Risques de surcharge du système de justice

S’il est incontestable qu’une telle automatisation du travail juridique peut contribuer à réduire les délais liés à l’administration de la justice, il ne faut pas perdre de vue que dans le contexte de procès dont la structure est contradictoire, l’IA peut aussi contribuer à augmenter la capacité des acteurs prêts à déployer des stratégies agressives qui minent l’accès à la justice. Aux États-Unis, par exemple, on a commencé à observer un haut volume de poursuites relatives à des recouvrements de dettes alors que des organisations créancières ont commencé à faire usage de l’IA pour faire des envois massifs et largement automatisés d’avis de recouvrement, une tendance qui risquerait d’engorger les tribunaux si elle se répandait. De plus, grâce à l’analyse prédictive, ces actions pourraient arriver à cibler des personnes peu susceptibles de se présenter au tribunal (ce qui, en contexte américain, entraîne une victoire par défaut du demandeur, lequel peut même, dans certains États, saisir le salaire de personnes en défaut de paiement).

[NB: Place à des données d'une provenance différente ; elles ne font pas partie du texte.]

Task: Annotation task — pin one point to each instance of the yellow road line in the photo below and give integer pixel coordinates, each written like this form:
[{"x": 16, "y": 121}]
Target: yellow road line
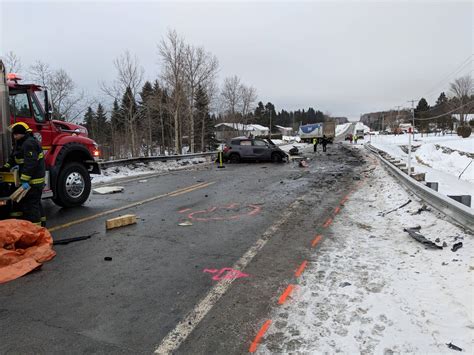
[{"x": 134, "y": 204}]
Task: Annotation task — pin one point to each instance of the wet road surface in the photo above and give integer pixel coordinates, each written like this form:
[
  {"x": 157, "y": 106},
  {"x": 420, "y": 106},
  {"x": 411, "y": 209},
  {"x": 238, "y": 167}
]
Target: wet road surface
[{"x": 160, "y": 271}]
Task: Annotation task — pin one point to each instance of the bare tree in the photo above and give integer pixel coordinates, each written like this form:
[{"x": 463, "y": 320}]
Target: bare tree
[
  {"x": 12, "y": 62},
  {"x": 249, "y": 96},
  {"x": 40, "y": 73},
  {"x": 126, "y": 86},
  {"x": 462, "y": 90},
  {"x": 68, "y": 103},
  {"x": 200, "y": 68},
  {"x": 172, "y": 50},
  {"x": 231, "y": 95}
]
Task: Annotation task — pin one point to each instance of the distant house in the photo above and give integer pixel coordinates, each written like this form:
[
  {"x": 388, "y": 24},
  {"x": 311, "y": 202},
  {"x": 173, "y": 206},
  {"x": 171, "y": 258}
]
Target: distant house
[
  {"x": 225, "y": 131},
  {"x": 286, "y": 131}
]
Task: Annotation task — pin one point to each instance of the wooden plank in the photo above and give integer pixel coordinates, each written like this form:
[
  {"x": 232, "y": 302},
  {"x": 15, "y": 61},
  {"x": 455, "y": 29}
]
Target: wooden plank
[{"x": 121, "y": 221}]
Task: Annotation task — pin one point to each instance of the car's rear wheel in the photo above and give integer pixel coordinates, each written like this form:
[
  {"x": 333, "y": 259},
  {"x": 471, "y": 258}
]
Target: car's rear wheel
[
  {"x": 234, "y": 158},
  {"x": 276, "y": 158}
]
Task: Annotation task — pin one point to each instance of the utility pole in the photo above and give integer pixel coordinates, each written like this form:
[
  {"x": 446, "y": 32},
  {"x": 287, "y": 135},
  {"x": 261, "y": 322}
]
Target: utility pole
[
  {"x": 413, "y": 115},
  {"x": 270, "y": 130}
]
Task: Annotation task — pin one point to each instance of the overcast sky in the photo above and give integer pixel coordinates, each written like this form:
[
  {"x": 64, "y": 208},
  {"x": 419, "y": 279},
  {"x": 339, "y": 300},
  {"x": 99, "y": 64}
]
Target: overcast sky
[{"x": 343, "y": 57}]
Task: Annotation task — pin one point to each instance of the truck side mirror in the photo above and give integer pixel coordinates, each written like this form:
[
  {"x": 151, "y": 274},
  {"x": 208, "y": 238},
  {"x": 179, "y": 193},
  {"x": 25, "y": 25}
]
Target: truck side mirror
[{"x": 47, "y": 106}]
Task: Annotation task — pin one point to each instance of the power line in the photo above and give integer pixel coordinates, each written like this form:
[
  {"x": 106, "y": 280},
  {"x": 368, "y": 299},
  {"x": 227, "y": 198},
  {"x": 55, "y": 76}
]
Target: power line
[
  {"x": 444, "y": 114},
  {"x": 460, "y": 67}
]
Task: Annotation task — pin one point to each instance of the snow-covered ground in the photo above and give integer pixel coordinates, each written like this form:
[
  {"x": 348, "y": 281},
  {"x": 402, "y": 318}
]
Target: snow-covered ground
[
  {"x": 442, "y": 158},
  {"x": 360, "y": 125},
  {"x": 370, "y": 288},
  {"x": 139, "y": 169}
]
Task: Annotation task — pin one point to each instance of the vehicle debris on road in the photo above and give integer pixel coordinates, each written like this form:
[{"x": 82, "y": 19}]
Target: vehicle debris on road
[
  {"x": 73, "y": 239},
  {"x": 454, "y": 347},
  {"x": 185, "y": 223},
  {"x": 303, "y": 164},
  {"x": 121, "y": 221},
  {"x": 108, "y": 190},
  {"x": 421, "y": 209},
  {"x": 413, "y": 232}
]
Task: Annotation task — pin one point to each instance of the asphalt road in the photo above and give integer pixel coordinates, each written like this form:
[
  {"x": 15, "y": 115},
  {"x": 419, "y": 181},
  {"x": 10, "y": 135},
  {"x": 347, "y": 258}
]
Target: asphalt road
[{"x": 161, "y": 272}]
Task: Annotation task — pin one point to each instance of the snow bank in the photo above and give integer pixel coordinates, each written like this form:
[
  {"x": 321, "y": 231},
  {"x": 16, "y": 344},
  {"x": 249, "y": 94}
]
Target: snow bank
[
  {"x": 453, "y": 163},
  {"x": 360, "y": 125},
  {"x": 440, "y": 165},
  {"x": 138, "y": 169}
]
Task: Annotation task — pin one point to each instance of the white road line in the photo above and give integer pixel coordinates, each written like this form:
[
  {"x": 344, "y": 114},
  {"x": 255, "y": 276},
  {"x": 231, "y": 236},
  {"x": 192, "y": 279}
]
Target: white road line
[{"x": 178, "y": 335}]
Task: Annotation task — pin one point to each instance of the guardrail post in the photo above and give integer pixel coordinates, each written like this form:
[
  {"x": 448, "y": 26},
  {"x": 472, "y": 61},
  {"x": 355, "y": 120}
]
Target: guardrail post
[{"x": 221, "y": 165}]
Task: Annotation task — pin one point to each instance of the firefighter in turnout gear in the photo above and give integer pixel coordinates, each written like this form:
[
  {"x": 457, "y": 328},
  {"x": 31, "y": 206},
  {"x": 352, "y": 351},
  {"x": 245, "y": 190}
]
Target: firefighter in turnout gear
[{"x": 28, "y": 157}]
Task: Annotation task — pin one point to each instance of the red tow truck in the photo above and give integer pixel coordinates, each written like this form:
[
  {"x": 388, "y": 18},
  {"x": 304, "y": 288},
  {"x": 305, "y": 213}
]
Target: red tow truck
[{"x": 70, "y": 156}]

L’IA et l’éducation populaire au droit

Une version optimiste du potentiel de l’IA pour améliorer l’accès à la justice met de l’avant l’idée que ces outils sont aussi à la disposition des citoyens ordinaires et qu’ils peuvent aider les plus vulnérables à mieux comprendre le système de justice. Par exemple, le site web d’une compagnie offrant des services de rédaction et d’analyse automatisée de contrats consulté dans le cadre de nos recherches prétend pouvoir résumer des contrats en proposant une interprétation plus concise des clauses et formulée dans un jargon moins obscur. Différents robots conversationnels permettent par ailleurs d’orienter les citoyens en extrayant de l’information juridique pertinente et en offrant des conseils. Au Québec, JusticeBot fournit ainsi une assistance en droit du logement aux locataires et propriétaires et des services similaires ont émergé ailleurs dans le monde. Toutefois, ces services ne doivent pas se substituer à la possibilité de consulter en personne des professionnels du droit si l’on veut éviter d’exclure les personnes qui n’ont pas accès aux nouvelles technologies numériques. Enfin, comme les IA génératives n’offrent pas toujours des réponses exactes et adaptées aux situations particulières, l’usage de robots conversationnels visant à mieux informer les justiciables sur leurs recours présuppose un bon degré de littéracie numérique dans l’ensemble des justiciables, incluant notamment une compréhension des limites des IA génératives, celles-ci pouvant donner des réponses erronées ainsi que des références inexistantes.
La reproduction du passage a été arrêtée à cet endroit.